Clone a repo + start a new project

  • Go to the appex-04-[GITHUB USERNAME] repo, clone it, and start a new project in RStudio.

  • Click on the green Code button, select the second option “Open with GitHub Desktop”

  • The GitHub Desktop application will open up, with a white window that says “Clone a Repository”. Important: in the second line that says “Local Path”, there is a button that says Choose.... Click on it, and find and select the folder we created for this course. Then hit the blue Clone button.

  • After successfully cloning, the window will disappear and you will see the that Current Repository is the one you just cloned. Success!

  • Navigate to the project folder you just created within the Math118 folder, and open the appex04-kagglesurvey.Rmd file to begin.

Practice with data wrangling

library(tidyverse)

The data provided here are a subset of the survey results provided by Kaggle, retaining observations with full responses for selected variables.

# From Kaggle: https://www.kaggle.com/datasets/kaggle/kaggle-survey-2017/
datascience <- read_csv("data/kaggle_survey_subset.csv", show_col_types = F) 

Warm-up exercise

Among the respondents, what was the most popular Major studied?

# code here

Group analysis

Today, your group is going to dive deeper into the datascience survey data. I want you to generate your own investigation. Using your data-wrangling skills, try to find some interesting conclusions. At the end of class, your group will share your process and results with the rest of the class!

Your final results must include:

  • Summary statistics or frequency table

  • Visualization

  • Comments of your code using the pound-symbol (#) to describe what you are doing in each code chunk

You can create more than one visualization and/or more than one table. Whatever speaks to you! The individual components (i.e. table/summary stats vs plot) do not need to use the same set of variables.

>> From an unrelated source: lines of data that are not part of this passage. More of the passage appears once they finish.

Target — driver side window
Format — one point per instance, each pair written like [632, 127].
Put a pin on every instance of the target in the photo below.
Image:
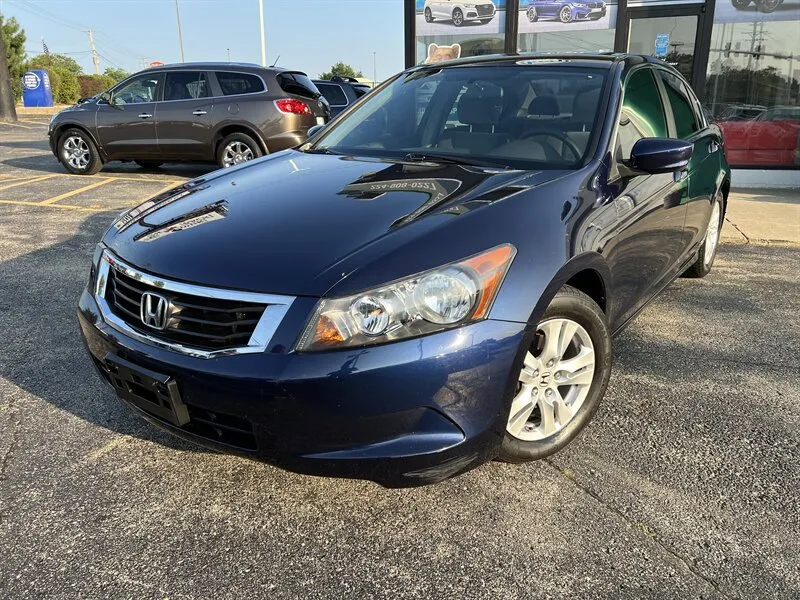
[642, 114]
[140, 90]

The following code chunks are provided as guidance, but you are welcome to go in whatever order you’d like and also to create more code chunks!

As a stretch goal, I encourage you to try using mutate() somewhere in your analysis, but it isn’t necessary!

Mutating/subsetting (optional)

Summary statistics/tables

Visualizations

Data dictionary

Below is the data dictionary for the subset of the Kaggle data data.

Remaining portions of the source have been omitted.